At Zephyr lodge I rushed down some breakfast and said goodbye to Nikki, Killian, Sean, Nick and Mick. They were all heading back down towards Antigua and Guatemala City; I on the other hand was heading in the opposite direction: towards the island of Flores on Lake Petén Itzá. The bus was mostly full of Israelis but there was also a sweet French girl, Sabine. She knew the Irish boys as well and we struck it off from the beginning.

A last view of Lanquin from Zephyr Lodge

At the town of Coban we ran into the Irish and Nikki again; whilst the buses were rearranged and we had a toilet break. The boys tried to get me to say “Mine” one last time but failed so I fortunately didn’t have to do any more push-ups. Their bus journey sounded quite traumatic: just after we last saw them they stopped around the corner to change every single tyre on the bus (they were looking flat); then after a car wash and a lunch stop they got stuck behind a road accident and had to wait forever. Our journey, in contrast, was pretty smooth; with only a rather pointless cursory fruit check to make sure we weren’t going to contaminate the local flora; and a stop for a hamburger at lunchtime.

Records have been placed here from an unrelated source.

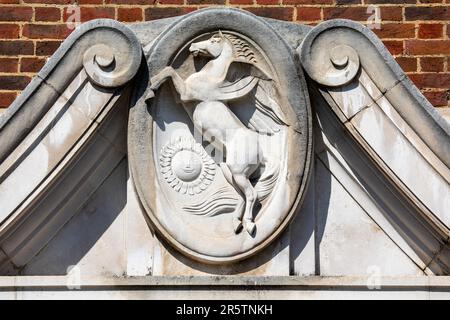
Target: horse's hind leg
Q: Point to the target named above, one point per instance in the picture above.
(250, 199)
(239, 212)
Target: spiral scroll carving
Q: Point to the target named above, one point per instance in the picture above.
(327, 62)
(114, 59)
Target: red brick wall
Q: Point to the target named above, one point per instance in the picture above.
(417, 32)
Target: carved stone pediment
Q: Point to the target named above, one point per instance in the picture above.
(222, 143)
(221, 140)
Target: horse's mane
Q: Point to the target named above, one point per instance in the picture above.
(241, 49)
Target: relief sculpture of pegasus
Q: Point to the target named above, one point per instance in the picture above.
(231, 73)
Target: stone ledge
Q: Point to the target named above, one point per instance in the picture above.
(304, 283)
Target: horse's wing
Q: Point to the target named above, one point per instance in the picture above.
(234, 90)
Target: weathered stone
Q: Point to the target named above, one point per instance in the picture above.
(110, 178)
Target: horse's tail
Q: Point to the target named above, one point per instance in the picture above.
(268, 179)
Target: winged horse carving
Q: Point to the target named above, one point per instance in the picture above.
(231, 73)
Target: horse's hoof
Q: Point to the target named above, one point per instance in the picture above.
(237, 225)
(250, 227)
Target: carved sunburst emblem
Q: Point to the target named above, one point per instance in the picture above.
(186, 166)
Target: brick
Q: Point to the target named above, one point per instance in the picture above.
(170, 1)
(427, 13)
(16, 47)
(431, 31)
(395, 47)
(81, 2)
(49, 1)
(241, 1)
(46, 31)
(353, 13)
(46, 48)
(390, 1)
(159, 13)
(91, 13)
(128, 2)
(130, 14)
(437, 98)
(427, 47)
(200, 2)
(281, 13)
(266, 2)
(6, 98)
(391, 13)
(16, 13)
(14, 82)
(9, 31)
(396, 30)
(344, 2)
(308, 13)
(432, 64)
(431, 80)
(31, 64)
(316, 2)
(47, 14)
(9, 65)
(408, 64)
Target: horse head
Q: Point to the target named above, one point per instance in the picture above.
(211, 48)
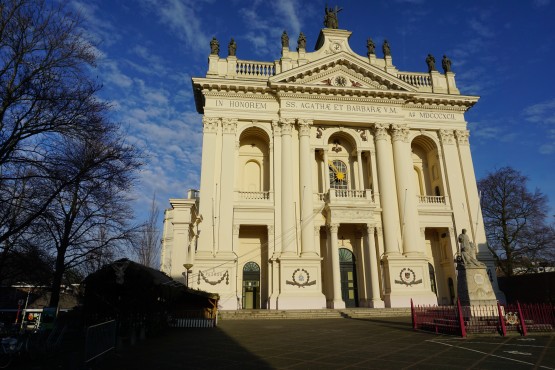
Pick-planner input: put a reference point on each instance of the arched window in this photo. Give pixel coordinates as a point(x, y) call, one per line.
point(338, 174)
point(252, 177)
point(432, 277)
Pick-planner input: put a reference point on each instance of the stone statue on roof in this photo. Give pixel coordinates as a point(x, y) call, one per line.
point(370, 46)
point(232, 48)
point(386, 49)
point(330, 17)
point(446, 64)
point(301, 42)
point(468, 251)
point(431, 62)
point(214, 46)
point(284, 40)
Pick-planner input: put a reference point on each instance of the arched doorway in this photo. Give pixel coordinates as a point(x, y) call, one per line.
point(251, 285)
point(347, 267)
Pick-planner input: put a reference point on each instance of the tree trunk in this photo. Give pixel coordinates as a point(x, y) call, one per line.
point(57, 279)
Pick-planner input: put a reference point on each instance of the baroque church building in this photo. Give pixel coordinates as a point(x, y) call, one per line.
point(329, 180)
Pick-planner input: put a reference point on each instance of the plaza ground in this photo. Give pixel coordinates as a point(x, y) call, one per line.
point(384, 343)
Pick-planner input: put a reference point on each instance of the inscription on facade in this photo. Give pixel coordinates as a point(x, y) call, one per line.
point(433, 115)
point(336, 107)
point(241, 104)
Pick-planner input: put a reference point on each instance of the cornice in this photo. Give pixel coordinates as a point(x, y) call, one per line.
point(259, 95)
point(358, 99)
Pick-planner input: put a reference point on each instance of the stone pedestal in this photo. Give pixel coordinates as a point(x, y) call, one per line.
point(474, 287)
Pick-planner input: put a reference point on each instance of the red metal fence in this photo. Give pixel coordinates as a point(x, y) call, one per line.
point(460, 320)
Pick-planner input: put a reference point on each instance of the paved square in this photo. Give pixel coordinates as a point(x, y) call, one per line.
point(388, 343)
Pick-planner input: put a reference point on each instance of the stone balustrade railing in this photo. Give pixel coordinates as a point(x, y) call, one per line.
point(420, 80)
point(253, 69)
point(431, 199)
point(255, 195)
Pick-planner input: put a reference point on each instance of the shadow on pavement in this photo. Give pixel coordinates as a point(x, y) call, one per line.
point(185, 348)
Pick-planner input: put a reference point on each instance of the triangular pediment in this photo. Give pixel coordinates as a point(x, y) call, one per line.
point(342, 70)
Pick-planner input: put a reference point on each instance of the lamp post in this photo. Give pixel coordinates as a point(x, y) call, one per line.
point(188, 270)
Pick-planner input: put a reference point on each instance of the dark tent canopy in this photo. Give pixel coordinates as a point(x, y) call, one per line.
point(127, 290)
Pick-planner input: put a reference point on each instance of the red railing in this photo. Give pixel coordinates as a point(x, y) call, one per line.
point(460, 320)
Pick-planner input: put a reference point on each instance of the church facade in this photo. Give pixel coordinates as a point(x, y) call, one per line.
point(328, 180)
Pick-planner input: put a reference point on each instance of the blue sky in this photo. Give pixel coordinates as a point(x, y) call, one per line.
point(501, 50)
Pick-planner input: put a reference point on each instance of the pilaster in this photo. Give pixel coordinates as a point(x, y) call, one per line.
point(374, 298)
point(287, 197)
point(388, 196)
point(406, 195)
point(207, 239)
point(337, 301)
point(306, 192)
point(227, 184)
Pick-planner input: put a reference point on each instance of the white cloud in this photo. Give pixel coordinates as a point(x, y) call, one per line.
point(183, 20)
point(98, 28)
point(265, 33)
point(543, 112)
point(481, 28)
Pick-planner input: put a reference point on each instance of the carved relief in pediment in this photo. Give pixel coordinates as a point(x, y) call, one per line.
point(340, 76)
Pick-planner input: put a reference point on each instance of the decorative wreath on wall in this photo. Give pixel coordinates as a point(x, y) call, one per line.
point(301, 278)
point(511, 318)
point(224, 276)
point(407, 277)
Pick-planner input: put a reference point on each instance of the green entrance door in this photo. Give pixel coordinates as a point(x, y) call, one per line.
point(347, 267)
point(251, 285)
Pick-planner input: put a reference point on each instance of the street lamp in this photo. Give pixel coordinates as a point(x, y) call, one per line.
point(188, 270)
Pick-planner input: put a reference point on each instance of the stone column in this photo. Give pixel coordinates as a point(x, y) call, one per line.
point(273, 269)
point(229, 129)
point(360, 173)
point(373, 171)
point(317, 240)
point(287, 198)
point(454, 178)
point(336, 274)
point(406, 196)
point(326, 170)
point(207, 237)
point(388, 196)
point(271, 175)
point(374, 298)
point(305, 176)
point(277, 185)
point(474, 216)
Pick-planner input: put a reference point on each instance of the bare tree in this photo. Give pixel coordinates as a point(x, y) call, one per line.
point(147, 243)
point(90, 216)
point(46, 94)
point(516, 222)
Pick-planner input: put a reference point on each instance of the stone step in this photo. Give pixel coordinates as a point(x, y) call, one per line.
point(358, 313)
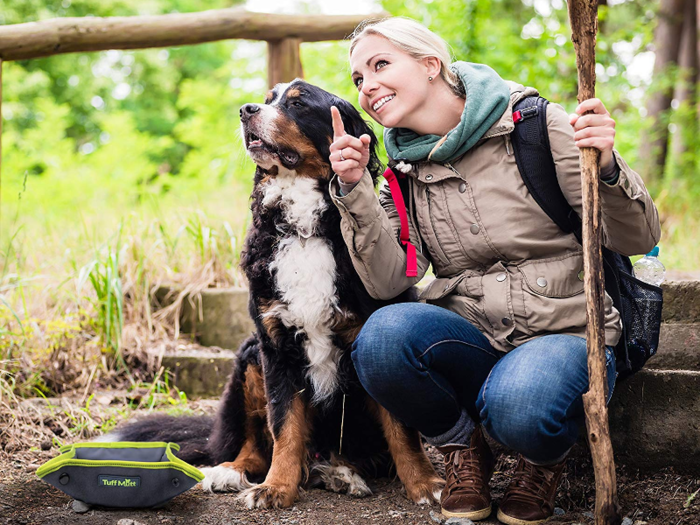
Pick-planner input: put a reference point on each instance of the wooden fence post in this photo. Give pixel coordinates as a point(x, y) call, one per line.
point(283, 61)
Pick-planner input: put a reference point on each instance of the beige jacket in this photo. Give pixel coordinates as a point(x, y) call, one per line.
point(499, 260)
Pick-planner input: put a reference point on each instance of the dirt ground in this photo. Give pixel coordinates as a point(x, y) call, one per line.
point(660, 497)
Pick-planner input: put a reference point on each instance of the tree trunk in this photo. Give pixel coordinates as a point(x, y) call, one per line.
point(686, 89)
point(667, 39)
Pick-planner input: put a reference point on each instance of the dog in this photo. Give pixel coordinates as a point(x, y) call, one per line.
point(293, 411)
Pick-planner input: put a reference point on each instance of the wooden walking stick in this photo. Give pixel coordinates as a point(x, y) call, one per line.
point(583, 15)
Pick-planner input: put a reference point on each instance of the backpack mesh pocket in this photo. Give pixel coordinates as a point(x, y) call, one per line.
point(641, 317)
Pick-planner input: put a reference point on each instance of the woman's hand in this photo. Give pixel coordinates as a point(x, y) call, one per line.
point(596, 130)
point(349, 155)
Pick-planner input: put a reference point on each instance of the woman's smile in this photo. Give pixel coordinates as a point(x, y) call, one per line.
point(382, 102)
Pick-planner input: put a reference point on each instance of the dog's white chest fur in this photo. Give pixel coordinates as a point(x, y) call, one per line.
point(305, 278)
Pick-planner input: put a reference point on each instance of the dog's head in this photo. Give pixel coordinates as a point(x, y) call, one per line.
point(292, 132)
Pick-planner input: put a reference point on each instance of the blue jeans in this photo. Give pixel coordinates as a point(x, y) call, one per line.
point(436, 372)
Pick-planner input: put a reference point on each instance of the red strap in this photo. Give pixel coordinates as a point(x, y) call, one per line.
point(411, 259)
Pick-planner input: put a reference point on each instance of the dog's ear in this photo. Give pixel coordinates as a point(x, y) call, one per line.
point(356, 126)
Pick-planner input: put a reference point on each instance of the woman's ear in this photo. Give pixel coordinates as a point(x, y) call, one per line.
point(433, 66)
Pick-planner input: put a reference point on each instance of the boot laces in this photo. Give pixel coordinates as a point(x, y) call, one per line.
point(530, 482)
point(463, 472)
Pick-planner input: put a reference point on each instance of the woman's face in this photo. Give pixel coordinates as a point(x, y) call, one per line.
point(393, 85)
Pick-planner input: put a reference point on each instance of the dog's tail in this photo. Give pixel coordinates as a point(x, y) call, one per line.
point(190, 432)
point(203, 440)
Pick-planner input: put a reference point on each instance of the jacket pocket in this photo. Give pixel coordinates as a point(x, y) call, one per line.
point(557, 277)
point(466, 283)
point(553, 297)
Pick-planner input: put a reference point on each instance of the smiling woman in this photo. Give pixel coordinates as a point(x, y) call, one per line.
point(499, 344)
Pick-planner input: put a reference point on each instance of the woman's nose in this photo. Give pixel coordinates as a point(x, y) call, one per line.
point(368, 86)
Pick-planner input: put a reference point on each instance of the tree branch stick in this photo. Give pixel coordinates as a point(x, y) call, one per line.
point(583, 18)
point(71, 35)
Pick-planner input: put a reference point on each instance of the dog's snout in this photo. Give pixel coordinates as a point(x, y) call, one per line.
point(248, 110)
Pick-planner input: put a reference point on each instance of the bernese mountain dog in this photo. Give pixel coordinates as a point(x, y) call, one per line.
point(294, 412)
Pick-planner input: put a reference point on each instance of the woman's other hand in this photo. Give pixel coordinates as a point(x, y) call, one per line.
point(595, 130)
point(349, 155)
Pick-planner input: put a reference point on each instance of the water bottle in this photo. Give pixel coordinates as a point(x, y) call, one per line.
point(649, 269)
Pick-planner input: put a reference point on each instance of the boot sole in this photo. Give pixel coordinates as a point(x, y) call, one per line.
point(510, 520)
point(474, 515)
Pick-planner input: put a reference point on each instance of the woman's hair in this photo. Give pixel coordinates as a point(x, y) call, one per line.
point(414, 39)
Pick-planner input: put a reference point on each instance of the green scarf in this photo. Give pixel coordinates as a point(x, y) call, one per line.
point(487, 99)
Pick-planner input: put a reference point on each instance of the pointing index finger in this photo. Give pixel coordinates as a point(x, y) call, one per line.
point(338, 128)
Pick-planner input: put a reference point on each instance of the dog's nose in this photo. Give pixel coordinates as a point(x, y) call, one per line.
point(248, 110)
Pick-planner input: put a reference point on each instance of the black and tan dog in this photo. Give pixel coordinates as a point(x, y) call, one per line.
point(293, 410)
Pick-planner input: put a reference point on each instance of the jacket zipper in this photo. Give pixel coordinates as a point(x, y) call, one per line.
point(438, 247)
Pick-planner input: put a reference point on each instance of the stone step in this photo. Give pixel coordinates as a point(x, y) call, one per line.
point(679, 347)
point(681, 302)
point(216, 316)
point(198, 372)
point(655, 420)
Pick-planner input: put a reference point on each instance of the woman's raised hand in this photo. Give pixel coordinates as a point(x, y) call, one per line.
point(595, 130)
point(349, 155)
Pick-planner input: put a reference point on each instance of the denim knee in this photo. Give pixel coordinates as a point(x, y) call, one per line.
point(517, 419)
point(379, 350)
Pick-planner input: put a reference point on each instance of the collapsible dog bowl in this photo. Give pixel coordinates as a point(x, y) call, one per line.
point(124, 474)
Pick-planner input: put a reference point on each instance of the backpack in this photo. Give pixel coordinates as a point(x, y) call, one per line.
point(639, 303)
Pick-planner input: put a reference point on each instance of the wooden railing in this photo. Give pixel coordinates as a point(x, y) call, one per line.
point(283, 34)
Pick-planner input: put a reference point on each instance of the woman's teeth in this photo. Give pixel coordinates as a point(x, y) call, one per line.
point(382, 101)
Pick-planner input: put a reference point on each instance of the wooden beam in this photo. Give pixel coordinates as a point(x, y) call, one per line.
point(72, 35)
point(283, 61)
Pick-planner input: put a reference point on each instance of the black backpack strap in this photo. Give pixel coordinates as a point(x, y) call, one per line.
point(533, 156)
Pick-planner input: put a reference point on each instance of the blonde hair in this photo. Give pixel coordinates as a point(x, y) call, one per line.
point(414, 39)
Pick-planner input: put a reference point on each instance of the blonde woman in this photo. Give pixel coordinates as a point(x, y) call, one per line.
point(498, 346)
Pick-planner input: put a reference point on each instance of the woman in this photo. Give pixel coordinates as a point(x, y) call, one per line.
point(499, 344)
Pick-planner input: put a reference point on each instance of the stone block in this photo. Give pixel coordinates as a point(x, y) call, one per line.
point(216, 316)
point(679, 347)
point(201, 372)
point(681, 301)
point(655, 420)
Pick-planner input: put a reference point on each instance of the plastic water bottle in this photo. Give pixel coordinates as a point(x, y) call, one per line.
point(649, 269)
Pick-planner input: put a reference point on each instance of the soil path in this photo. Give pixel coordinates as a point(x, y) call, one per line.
point(658, 498)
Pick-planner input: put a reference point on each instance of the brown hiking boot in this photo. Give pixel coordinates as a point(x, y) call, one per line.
point(530, 496)
point(467, 471)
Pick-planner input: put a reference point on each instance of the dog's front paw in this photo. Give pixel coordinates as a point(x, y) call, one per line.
point(224, 479)
point(267, 496)
point(425, 492)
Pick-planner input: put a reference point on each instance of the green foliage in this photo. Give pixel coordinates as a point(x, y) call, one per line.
point(104, 276)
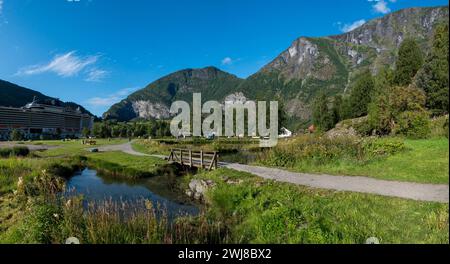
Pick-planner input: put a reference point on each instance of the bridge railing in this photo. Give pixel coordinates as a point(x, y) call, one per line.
point(200, 159)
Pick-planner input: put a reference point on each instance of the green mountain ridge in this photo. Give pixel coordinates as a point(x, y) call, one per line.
point(12, 95)
point(309, 66)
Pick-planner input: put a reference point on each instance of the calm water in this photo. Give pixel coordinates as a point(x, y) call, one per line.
point(95, 187)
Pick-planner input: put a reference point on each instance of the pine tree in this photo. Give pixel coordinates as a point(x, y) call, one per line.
point(336, 110)
point(433, 77)
point(361, 95)
point(409, 61)
point(322, 116)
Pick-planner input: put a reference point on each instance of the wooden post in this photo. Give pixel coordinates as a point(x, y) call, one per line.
point(201, 159)
point(216, 157)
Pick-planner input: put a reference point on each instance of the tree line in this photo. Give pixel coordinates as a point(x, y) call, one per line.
point(145, 129)
point(399, 100)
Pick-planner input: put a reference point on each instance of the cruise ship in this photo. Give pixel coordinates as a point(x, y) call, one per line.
point(44, 119)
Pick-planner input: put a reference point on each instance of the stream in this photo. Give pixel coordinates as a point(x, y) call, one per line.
point(97, 188)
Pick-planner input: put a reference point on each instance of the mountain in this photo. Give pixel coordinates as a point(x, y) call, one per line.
point(154, 100)
point(297, 75)
point(16, 96)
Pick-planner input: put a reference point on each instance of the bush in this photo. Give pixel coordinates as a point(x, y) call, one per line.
point(20, 151)
point(314, 149)
point(413, 124)
point(5, 152)
point(439, 126)
point(15, 151)
point(16, 135)
point(377, 147)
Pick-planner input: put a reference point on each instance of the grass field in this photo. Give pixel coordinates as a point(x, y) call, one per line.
point(424, 161)
point(258, 211)
point(74, 147)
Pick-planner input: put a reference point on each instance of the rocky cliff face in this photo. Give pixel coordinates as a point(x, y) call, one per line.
point(153, 102)
point(330, 64)
point(297, 75)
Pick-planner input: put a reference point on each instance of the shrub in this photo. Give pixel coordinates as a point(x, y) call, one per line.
point(5, 152)
point(439, 126)
point(15, 151)
point(377, 147)
point(20, 151)
point(413, 124)
point(315, 149)
point(16, 135)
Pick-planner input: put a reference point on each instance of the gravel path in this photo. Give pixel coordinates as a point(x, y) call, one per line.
point(127, 148)
point(29, 146)
point(408, 190)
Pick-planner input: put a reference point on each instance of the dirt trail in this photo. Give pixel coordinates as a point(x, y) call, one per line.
point(408, 190)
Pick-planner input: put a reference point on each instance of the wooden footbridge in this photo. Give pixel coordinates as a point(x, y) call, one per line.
point(191, 158)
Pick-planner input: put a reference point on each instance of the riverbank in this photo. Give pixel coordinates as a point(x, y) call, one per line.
point(240, 208)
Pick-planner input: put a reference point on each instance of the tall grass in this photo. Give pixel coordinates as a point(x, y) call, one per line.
point(109, 222)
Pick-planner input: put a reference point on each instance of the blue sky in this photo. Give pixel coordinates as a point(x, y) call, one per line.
point(96, 52)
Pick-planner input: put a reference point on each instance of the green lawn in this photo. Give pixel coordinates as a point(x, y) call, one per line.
point(259, 211)
point(74, 147)
point(425, 161)
point(125, 165)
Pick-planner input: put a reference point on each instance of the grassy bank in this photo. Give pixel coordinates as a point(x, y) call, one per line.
point(258, 211)
point(424, 160)
point(73, 147)
point(241, 208)
point(119, 164)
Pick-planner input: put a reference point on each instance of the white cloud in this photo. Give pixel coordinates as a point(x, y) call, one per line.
point(69, 65)
point(65, 65)
point(381, 6)
point(96, 75)
point(352, 26)
point(111, 98)
point(227, 61)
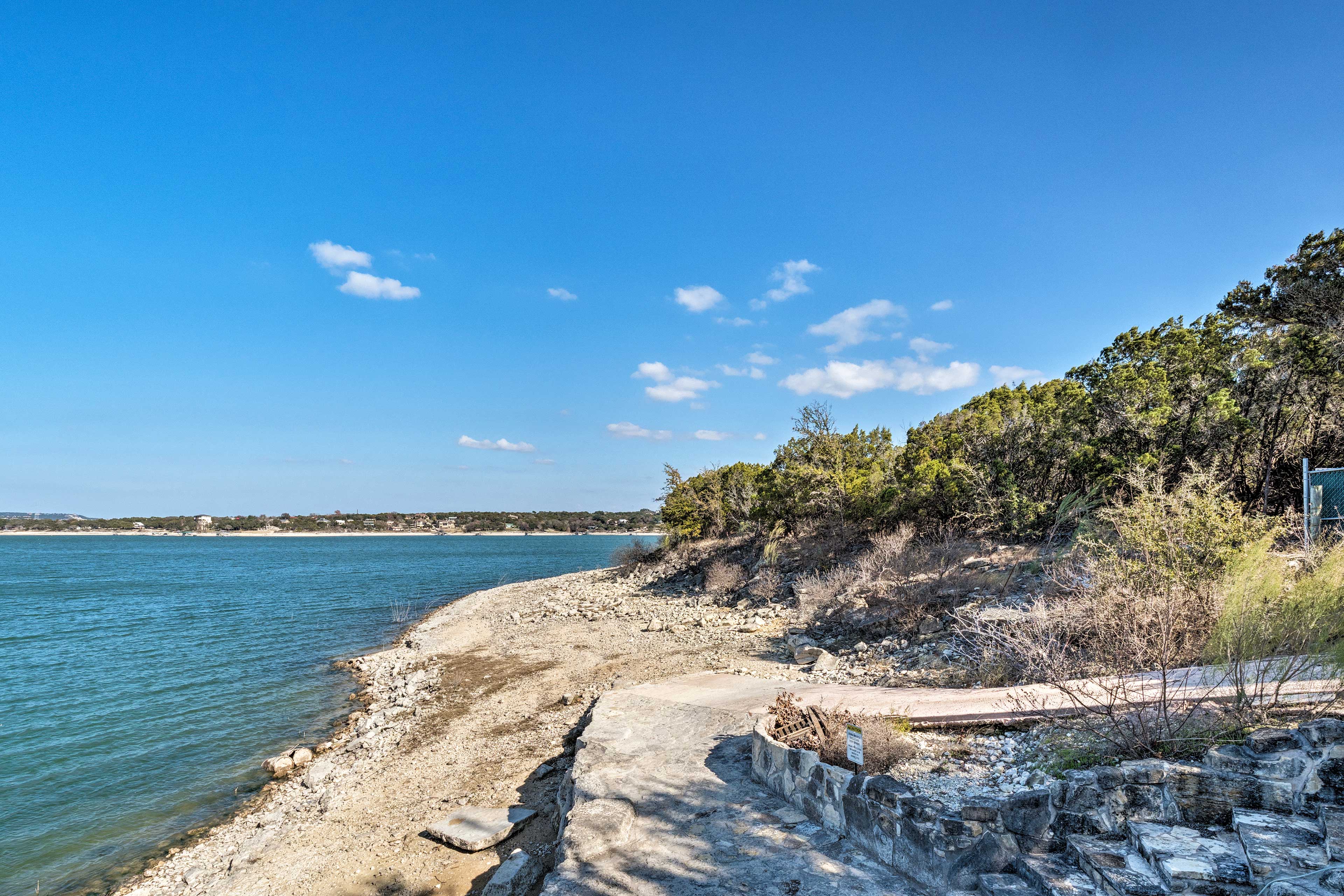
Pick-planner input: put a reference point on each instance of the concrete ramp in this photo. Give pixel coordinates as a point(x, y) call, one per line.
point(932, 707)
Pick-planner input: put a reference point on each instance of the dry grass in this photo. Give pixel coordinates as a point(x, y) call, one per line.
point(766, 583)
point(722, 577)
point(885, 742)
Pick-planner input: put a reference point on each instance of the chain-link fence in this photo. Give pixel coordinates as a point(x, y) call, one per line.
point(1323, 499)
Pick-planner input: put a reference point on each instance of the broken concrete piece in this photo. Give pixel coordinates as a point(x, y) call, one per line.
point(807, 653)
point(476, 828)
point(596, 827)
point(515, 876)
point(826, 663)
point(1279, 846)
point(279, 765)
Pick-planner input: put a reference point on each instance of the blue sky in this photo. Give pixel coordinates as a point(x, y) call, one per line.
point(189, 189)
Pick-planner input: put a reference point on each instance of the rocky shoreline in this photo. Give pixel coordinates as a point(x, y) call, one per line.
point(478, 703)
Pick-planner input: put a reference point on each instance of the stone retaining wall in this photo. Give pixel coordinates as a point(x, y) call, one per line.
point(1277, 770)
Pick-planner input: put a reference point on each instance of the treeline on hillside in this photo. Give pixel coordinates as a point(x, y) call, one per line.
point(1241, 394)
point(468, 522)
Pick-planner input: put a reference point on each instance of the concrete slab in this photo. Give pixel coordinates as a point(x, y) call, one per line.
point(476, 828)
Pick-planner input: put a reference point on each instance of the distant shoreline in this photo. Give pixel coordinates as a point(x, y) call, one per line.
point(318, 535)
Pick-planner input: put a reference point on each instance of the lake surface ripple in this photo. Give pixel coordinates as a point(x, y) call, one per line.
point(143, 679)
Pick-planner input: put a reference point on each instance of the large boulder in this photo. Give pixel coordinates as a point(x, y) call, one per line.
point(515, 876)
point(279, 766)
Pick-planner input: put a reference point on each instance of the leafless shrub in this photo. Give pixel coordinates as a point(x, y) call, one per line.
point(818, 592)
point(722, 577)
point(1142, 604)
point(766, 583)
point(885, 742)
point(888, 559)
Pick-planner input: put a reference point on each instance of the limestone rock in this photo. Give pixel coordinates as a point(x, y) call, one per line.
point(515, 876)
point(319, 771)
point(1270, 741)
point(476, 828)
point(807, 653)
point(279, 766)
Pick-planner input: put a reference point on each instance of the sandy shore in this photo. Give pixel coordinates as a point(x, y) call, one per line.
point(474, 702)
point(354, 534)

Once in Flores, Sabine and I checked into Los Amigos hostel and, after a couple of beers, went for a small walk around the town: it was really cute with the lake surrounding it but I didn’t have my camera with me. We dinner at a little cafe down the road (the food in the hostel looked good but it was pescetarian fare and I like a meat component to my food and couldn’t justify the cost of the prawns) and then went back to the hostel bar. I taught Sabine how to play Janiv and only realised much later that there were no Aces in her deck (neither of us are sure why!) which explains why it took a bit longer to get Janiv than normal (since the objective is to get a low hand and an Ace is worth one).

After that we joined a big group of Québécois people for a few rounds of Kings. Eventually the bar closed though and we could no longer replenish our drinks so that was our cue to head off to bed ready for our early start to the ruins of Tikal the next day.